Mohamed Salah : La fédé égyptienne pointée du doigt

  • Publié : 07/09/2018 - 22:12 /
  • 1044 /
  • 0 Commentaire


 
Par DJAZIA SAFTA

Tout semble aller pour le mieux entre Mohamed Salah et la fédération égyptienne de football (EFA). Après la guéguerre du mois d’août août dernier entre les deux parties, le temps semble s’éclaircir pour les Pharaons qui affronteront le Niger samedi au stade Borg al-Arab d'Alexandrie, dans le cadre des qualifications pour la CAN-2019. Pour preuve, l’ailier de Liverpool est présent au rassemblement de sa sélection. Pour démontrer  que tout va bien, les Pharaons ont même pris soin de photographier l’accolade entre leur star et le président de l’EFA, Hany Abo Rida, mardi à l’entraînement. Reste à savoir si tout cela signifie que l’EFA a accepté les requêtes du Joueur africain de l’année 2017 en termes de marketing et de sécurité. 

Il y a lieu de noter que la star de Liverpool et son agent avaient publiquement reproché à la fédération de n'avoir pas répondu à leurs demandes de garanties en termes de sécurité, d'organisation et de droits à l'image.

La fédération a été accusée à plusieurs reprises d'avoir illégitimement exploité le visage de Salah à des fins commerciales (sans son autorisation, par exemple, sur l'avion de la sélection aux côtés du sponsor télécoms WE alors que Salah est sous contrat avec une marque rivale, Vodafone).    

 Mais sur les réseaux sociaux comme dans les rues, les Egyptiens sont aussi peu avares de louanges envers leur idole que d'invectives à l'encontre de leur fédération. "Si on faisait un référendum, nous les Egyptiens dirions que nous ne voulons pas de cette fédération", s'emporte Ahmed Assem, un chargé de relations publiques de 59 ans très volubile, devant des petites échoppes dans une rue passante du Caire.

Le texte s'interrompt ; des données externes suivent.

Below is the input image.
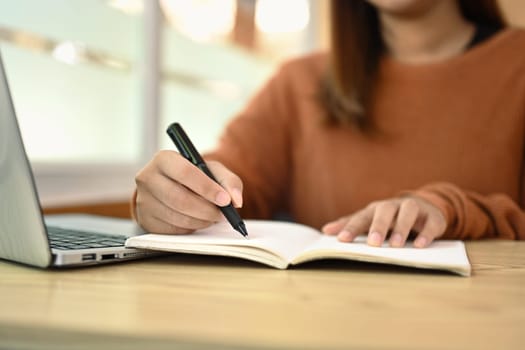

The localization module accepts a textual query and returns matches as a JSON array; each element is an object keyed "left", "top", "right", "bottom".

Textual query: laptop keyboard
[{"left": 47, "top": 226, "right": 128, "bottom": 250}]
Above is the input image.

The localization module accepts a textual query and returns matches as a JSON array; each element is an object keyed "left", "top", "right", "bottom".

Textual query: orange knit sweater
[{"left": 204, "top": 28, "right": 525, "bottom": 240}]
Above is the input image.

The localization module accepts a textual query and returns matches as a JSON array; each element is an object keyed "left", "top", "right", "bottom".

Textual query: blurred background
[{"left": 0, "top": 0, "right": 523, "bottom": 216}]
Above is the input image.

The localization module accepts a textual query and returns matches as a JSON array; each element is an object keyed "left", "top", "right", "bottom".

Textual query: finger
[
  {"left": 338, "top": 208, "right": 375, "bottom": 242},
  {"left": 160, "top": 176, "right": 224, "bottom": 222},
  {"left": 321, "top": 217, "right": 349, "bottom": 235},
  {"left": 207, "top": 161, "right": 244, "bottom": 208},
  {"left": 137, "top": 191, "right": 215, "bottom": 231},
  {"left": 139, "top": 171, "right": 223, "bottom": 222},
  {"left": 389, "top": 198, "right": 419, "bottom": 247},
  {"left": 413, "top": 215, "right": 446, "bottom": 248},
  {"left": 155, "top": 150, "right": 232, "bottom": 207},
  {"left": 367, "top": 201, "right": 399, "bottom": 247}
]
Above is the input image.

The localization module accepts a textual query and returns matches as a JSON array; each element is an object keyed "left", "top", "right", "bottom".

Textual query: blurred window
[{"left": 0, "top": 0, "right": 324, "bottom": 206}]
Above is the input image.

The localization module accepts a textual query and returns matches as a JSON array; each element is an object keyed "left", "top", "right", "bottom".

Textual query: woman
[{"left": 133, "top": 0, "right": 525, "bottom": 248}]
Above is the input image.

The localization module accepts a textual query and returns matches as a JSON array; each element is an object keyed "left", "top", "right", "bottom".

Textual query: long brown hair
[{"left": 323, "top": 0, "right": 506, "bottom": 128}]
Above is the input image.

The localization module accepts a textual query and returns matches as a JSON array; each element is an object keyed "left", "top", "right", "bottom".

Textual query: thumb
[{"left": 207, "top": 161, "right": 244, "bottom": 208}]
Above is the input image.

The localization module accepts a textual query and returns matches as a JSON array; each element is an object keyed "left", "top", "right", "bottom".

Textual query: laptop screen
[{"left": 0, "top": 51, "right": 52, "bottom": 267}]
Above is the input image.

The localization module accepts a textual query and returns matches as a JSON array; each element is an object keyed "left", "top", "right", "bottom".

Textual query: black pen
[{"left": 166, "top": 122, "right": 249, "bottom": 238}]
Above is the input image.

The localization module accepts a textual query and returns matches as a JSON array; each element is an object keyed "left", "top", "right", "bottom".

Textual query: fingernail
[
  {"left": 337, "top": 230, "right": 353, "bottom": 241},
  {"left": 390, "top": 233, "right": 403, "bottom": 247},
  {"left": 368, "top": 232, "right": 382, "bottom": 246},
  {"left": 232, "top": 188, "right": 243, "bottom": 208},
  {"left": 215, "top": 191, "right": 231, "bottom": 206},
  {"left": 414, "top": 236, "right": 427, "bottom": 248}
]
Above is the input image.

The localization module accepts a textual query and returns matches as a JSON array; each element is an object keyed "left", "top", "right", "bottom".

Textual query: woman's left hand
[{"left": 321, "top": 196, "right": 447, "bottom": 248}]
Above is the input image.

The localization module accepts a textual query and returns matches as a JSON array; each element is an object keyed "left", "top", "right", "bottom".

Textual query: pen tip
[{"left": 237, "top": 222, "right": 249, "bottom": 238}]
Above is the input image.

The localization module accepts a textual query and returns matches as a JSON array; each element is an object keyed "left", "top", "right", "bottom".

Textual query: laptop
[{"left": 0, "top": 52, "right": 155, "bottom": 268}]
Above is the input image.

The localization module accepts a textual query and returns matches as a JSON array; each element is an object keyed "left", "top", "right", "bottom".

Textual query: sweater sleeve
[
  {"left": 204, "top": 63, "right": 297, "bottom": 219},
  {"left": 412, "top": 182, "right": 525, "bottom": 240}
]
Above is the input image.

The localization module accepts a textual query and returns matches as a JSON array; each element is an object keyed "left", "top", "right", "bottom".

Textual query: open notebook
[{"left": 125, "top": 220, "right": 471, "bottom": 276}]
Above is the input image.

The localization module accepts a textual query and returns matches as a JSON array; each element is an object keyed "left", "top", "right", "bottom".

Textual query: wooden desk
[{"left": 0, "top": 240, "right": 524, "bottom": 350}]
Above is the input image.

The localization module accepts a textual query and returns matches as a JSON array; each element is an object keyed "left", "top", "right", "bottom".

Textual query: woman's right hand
[{"left": 134, "top": 150, "right": 243, "bottom": 234}]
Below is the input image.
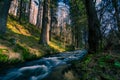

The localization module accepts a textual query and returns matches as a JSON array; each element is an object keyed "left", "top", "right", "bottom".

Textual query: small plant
[
  {"left": 0, "top": 53, "right": 8, "bottom": 62},
  {"left": 114, "top": 61, "right": 120, "bottom": 68}
]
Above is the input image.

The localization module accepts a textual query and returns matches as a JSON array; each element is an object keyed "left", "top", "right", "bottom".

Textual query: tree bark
[
  {"left": 28, "top": 0, "right": 32, "bottom": 22},
  {"left": 39, "top": 0, "right": 51, "bottom": 45},
  {"left": 49, "top": 8, "right": 53, "bottom": 41},
  {"left": 36, "top": 0, "right": 43, "bottom": 28},
  {"left": 18, "top": 0, "right": 23, "bottom": 23},
  {"left": 9, "top": 0, "right": 18, "bottom": 16},
  {"left": 49, "top": 0, "right": 58, "bottom": 41},
  {"left": 0, "top": 0, "right": 12, "bottom": 35},
  {"left": 112, "top": 0, "right": 120, "bottom": 37},
  {"left": 112, "top": 0, "right": 120, "bottom": 28},
  {"left": 84, "top": 0, "right": 101, "bottom": 53}
]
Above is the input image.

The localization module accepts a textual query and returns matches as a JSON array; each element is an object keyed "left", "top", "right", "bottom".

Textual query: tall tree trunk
[
  {"left": 112, "top": 0, "right": 120, "bottom": 37},
  {"left": 49, "top": 8, "right": 53, "bottom": 41},
  {"left": 28, "top": 0, "right": 32, "bottom": 22},
  {"left": 9, "top": 0, "right": 18, "bottom": 16},
  {"left": 0, "top": 0, "right": 12, "bottom": 35},
  {"left": 36, "top": 0, "right": 43, "bottom": 28},
  {"left": 84, "top": 0, "right": 101, "bottom": 53},
  {"left": 18, "top": 0, "right": 23, "bottom": 23},
  {"left": 39, "top": 0, "right": 51, "bottom": 45}
]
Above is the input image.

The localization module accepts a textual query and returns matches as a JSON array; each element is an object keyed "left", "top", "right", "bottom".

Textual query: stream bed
[{"left": 0, "top": 50, "right": 87, "bottom": 80}]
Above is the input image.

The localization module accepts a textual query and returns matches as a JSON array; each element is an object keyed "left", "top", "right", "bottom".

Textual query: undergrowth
[
  {"left": 0, "top": 15, "right": 65, "bottom": 64},
  {"left": 72, "top": 52, "right": 120, "bottom": 80}
]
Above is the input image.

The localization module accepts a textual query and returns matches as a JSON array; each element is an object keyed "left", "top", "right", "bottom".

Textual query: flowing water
[{"left": 0, "top": 50, "right": 87, "bottom": 80}]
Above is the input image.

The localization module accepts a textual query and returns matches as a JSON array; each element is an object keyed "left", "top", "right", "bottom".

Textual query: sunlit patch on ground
[
  {"left": 49, "top": 41, "right": 65, "bottom": 52},
  {"left": 0, "top": 45, "right": 21, "bottom": 60},
  {"left": 7, "top": 22, "right": 31, "bottom": 36},
  {"left": 28, "top": 47, "right": 42, "bottom": 57},
  {"left": 8, "top": 52, "right": 21, "bottom": 60}
]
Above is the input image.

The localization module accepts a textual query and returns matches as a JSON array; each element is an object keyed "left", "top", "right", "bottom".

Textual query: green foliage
[
  {"left": 100, "top": 73, "right": 116, "bottom": 80},
  {"left": 43, "top": 45, "right": 58, "bottom": 55},
  {"left": 0, "top": 54, "right": 8, "bottom": 62},
  {"left": 97, "top": 54, "right": 114, "bottom": 68},
  {"left": 0, "top": 49, "right": 2, "bottom": 54},
  {"left": 69, "top": 0, "right": 87, "bottom": 48},
  {"left": 99, "top": 61, "right": 106, "bottom": 68},
  {"left": 0, "top": 13, "right": 66, "bottom": 64},
  {"left": 84, "top": 55, "right": 92, "bottom": 64},
  {"left": 65, "top": 44, "right": 75, "bottom": 51},
  {"left": 71, "top": 52, "right": 120, "bottom": 80},
  {"left": 9, "top": 38, "right": 16, "bottom": 45},
  {"left": 50, "top": 38, "right": 65, "bottom": 51},
  {"left": 14, "top": 44, "right": 37, "bottom": 60},
  {"left": 114, "top": 61, "right": 120, "bottom": 68},
  {"left": 0, "top": 48, "right": 9, "bottom": 54},
  {"left": 0, "top": 49, "right": 8, "bottom": 62}
]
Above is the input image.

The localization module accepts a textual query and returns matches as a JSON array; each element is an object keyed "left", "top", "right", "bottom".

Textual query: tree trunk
[
  {"left": 39, "top": 0, "right": 51, "bottom": 45},
  {"left": 112, "top": 0, "right": 120, "bottom": 37},
  {"left": 49, "top": 0, "right": 57, "bottom": 41},
  {"left": 0, "top": 0, "right": 12, "bottom": 35},
  {"left": 36, "top": 0, "right": 43, "bottom": 28},
  {"left": 49, "top": 8, "right": 54, "bottom": 41},
  {"left": 112, "top": 0, "right": 120, "bottom": 29},
  {"left": 9, "top": 0, "right": 18, "bottom": 16},
  {"left": 84, "top": 0, "right": 101, "bottom": 53},
  {"left": 28, "top": 0, "right": 32, "bottom": 22},
  {"left": 18, "top": 0, "right": 23, "bottom": 23}
]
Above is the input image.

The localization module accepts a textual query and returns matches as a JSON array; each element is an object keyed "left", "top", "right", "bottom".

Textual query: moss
[
  {"left": 49, "top": 38, "right": 65, "bottom": 52},
  {"left": 71, "top": 52, "right": 120, "bottom": 80}
]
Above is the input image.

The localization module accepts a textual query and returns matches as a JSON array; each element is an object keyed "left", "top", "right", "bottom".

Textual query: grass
[
  {"left": 49, "top": 38, "right": 65, "bottom": 52},
  {"left": 71, "top": 52, "right": 120, "bottom": 80},
  {"left": 0, "top": 15, "right": 65, "bottom": 64}
]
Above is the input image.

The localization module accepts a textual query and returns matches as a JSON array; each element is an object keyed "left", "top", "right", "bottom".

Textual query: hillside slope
[{"left": 0, "top": 15, "right": 65, "bottom": 63}]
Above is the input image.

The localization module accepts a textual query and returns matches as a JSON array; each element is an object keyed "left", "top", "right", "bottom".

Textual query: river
[{"left": 0, "top": 50, "right": 87, "bottom": 80}]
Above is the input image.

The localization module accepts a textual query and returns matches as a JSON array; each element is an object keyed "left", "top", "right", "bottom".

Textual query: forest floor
[
  {"left": 0, "top": 15, "right": 120, "bottom": 80},
  {"left": 0, "top": 15, "right": 65, "bottom": 65},
  {"left": 70, "top": 51, "right": 120, "bottom": 80}
]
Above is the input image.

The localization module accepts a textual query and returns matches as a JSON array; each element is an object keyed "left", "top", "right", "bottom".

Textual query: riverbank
[
  {"left": 0, "top": 15, "right": 66, "bottom": 64},
  {"left": 71, "top": 51, "right": 120, "bottom": 80},
  {"left": 0, "top": 50, "right": 87, "bottom": 80},
  {"left": 41, "top": 51, "right": 120, "bottom": 80},
  {"left": 42, "top": 64, "right": 79, "bottom": 80}
]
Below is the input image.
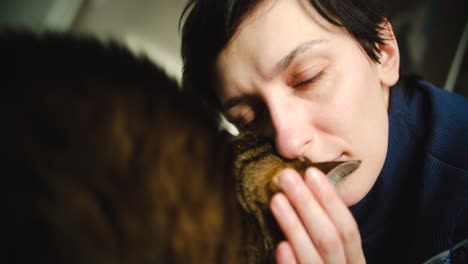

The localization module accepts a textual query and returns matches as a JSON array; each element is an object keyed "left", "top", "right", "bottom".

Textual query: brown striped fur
[
  {"left": 1, "top": 31, "right": 244, "bottom": 264},
  {"left": 231, "top": 131, "right": 360, "bottom": 263}
]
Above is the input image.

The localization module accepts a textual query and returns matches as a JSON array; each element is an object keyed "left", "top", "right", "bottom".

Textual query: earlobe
[{"left": 377, "top": 21, "right": 400, "bottom": 88}]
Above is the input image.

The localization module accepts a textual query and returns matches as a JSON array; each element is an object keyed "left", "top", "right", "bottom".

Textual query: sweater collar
[{"left": 350, "top": 84, "right": 424, "bottom": 239}]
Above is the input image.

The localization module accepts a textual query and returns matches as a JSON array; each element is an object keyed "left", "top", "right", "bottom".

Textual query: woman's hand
[{"left": 270, "top": 167, "right": 365, "bottom": 264}]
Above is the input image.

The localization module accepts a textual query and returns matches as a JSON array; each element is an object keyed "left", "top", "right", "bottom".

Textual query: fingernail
[
  {"left": 271, "top": 193, "right": 288, "bottom": 213},
  {"left": 279, "top": 169, "right": 297, "bottom": 190},
  {"left": 306, "top": 167, "right": 325, "bottom": 186}
]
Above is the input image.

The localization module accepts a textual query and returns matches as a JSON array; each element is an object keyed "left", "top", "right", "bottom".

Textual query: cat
[
  {"left": 231, "top": 131, "right": 360, "bottom": 263},
  {"left": 0, "top": 31, "right": 244, "bottom": 264}
]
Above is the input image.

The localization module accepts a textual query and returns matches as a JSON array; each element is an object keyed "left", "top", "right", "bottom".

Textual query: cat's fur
[
  {"left": 1, "top": 31, "right": 244, "bottom": 264},
  {"left": 231, "top": 131, "right": 360, "bottom": 263}
]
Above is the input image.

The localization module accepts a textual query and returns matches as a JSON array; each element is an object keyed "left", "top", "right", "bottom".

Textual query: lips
[
  {"left": 333, "top": 153, "right": 345, "bottom": 162},
  {"left": 302, "top": 152, "right": 346, "bottom": 164}
]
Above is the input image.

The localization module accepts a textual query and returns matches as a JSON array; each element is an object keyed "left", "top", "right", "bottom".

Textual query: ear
[{"left": 377, "top": 21, "right": 400, "bottom": 88}]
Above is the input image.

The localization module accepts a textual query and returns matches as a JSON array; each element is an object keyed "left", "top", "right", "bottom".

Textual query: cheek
[{"left": 328, "top": 56, "right": 389, "bottom": 153}]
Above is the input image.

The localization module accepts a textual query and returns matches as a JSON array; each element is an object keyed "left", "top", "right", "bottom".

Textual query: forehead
[{"left": 215, "top": 0, "right": 340, "bottom": 93}]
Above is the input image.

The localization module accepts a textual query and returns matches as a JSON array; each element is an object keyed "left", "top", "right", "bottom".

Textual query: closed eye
[
  {"left": 293, "top": 70, "right": 326, "bottom": 89},
  {"left": 240, "top": 104, "right": 268, "bottom": 131},
  {"left": 225, "top": 98, "right": 268, "bottom": 131}
]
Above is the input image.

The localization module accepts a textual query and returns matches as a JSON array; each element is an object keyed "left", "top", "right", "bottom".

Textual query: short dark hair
[{"left": 180, "top": 0, "right": 388, "bottom": 109}]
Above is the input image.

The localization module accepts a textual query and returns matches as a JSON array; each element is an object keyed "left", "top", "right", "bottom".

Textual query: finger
[
  {"left": 275, "top": 241, "right": 297, "bottom": 264},
  {"left": 278, "top": 169, "right": 346, "bottom": 263},
  {"left": 270, "top": 191, "right": 321, "bottom": 262},
  {"left": 304, "top": 167, "right": 366, "bottom": 263}
]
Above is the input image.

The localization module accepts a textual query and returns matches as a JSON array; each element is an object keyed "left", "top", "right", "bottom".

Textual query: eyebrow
[
  {"left": 273, "top": 39, "right": 326, "bottom": 76},
  {"left": 222, "top": 39, "right": 326, "bottom": 111},
  {"left": 222, "top": 94, "right": 255, "bottom": 112}
]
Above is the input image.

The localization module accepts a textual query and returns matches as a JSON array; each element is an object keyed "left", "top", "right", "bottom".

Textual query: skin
[{"left": 215, "top": 0, "right": 400, "bottom": 262}]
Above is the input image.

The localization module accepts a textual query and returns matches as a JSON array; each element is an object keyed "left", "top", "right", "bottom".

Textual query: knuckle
[
  {"left": 289, "top": 185, "right": 310, "bottom": 204},
  {"left": 315, "top": 233, "right": 341, "bottom": 255},
  {"left": 288, "top": 220, "right": 305, "bottom": 236},
  {"left": 280, "top": 213, "right": 302, "bottom": 234},
  {"left": 341, "top": 222, "right": 360, "bottom": 243},
  {"left": 319, "top": 190, "right": 337, "bottom": 207},
  {"left": 311, "top": 258, "right": 324, "bottom": 264}
]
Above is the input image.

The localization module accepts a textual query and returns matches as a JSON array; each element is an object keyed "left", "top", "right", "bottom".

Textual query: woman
[{"left": 180, "top": 0, "right": 468, "bottom": 263}]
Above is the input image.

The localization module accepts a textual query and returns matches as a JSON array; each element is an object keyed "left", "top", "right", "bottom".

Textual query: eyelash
[
  {"left": 293, "top": 70, "right": 326, "bottom": 89},
  {"left": 233, "top": 70, "right": 326, "bottom": 129},
  {"left": 237, "top": 103, "right": 267, "bottom": 130}
]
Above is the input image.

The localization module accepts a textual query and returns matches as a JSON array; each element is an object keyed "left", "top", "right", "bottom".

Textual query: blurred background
[{"left": 0, "top": 0, "right": 467, "bottom": 96}]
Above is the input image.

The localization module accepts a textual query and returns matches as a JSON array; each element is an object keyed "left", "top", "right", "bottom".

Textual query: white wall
[
  {"left": 0, "top": 0, "right": 187, "bottom": 80},
  {"left": 0, "top": 0, "right": 83, "bottom": 32},
  {"left": 72, "top": 0, "right": 188, "bottom": 81}
]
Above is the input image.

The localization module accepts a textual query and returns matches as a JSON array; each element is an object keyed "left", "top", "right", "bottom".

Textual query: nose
[{"left": 266, "top": 96, "right": 312, "bottom": 160}]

"Tous ces gens sont des incapables"

s'exclame-t-il, sans ménager l'agent de Salah dont le ton menaçant a été, selon lui, la "cause" de la crise. Attablé à la terrasse d'un café, Mostafa Mahmoud, un étudiant de 22 ans  accuse: "Ils veulent exploiter Mohamed Salah le plus possible". "Comme elle abuse de tout, la fédération a exploité la situation pour ses propres intérêts financiers", dénonce-t-il, arborant fièrement un maillot du Real Madrid, très populaire en Egypte.Tenant un journal à la main, Youssef Mohamed, propriétaire à 65 ans d'un petit atelier de mécanique, estime que la crise a mis en lumière un problème plus général dans le milieu du football, qui ne sait pas assez préserver ses "bijoux" selon lui. - Salah bouscule les habitudes - "Le nom de l'Egypte est dans la bouche de tous à l'échelle mondiale... +Mo Salah+ est à l'origine d'une révolution, et on essaie d'en abuser", regrette-t-il. 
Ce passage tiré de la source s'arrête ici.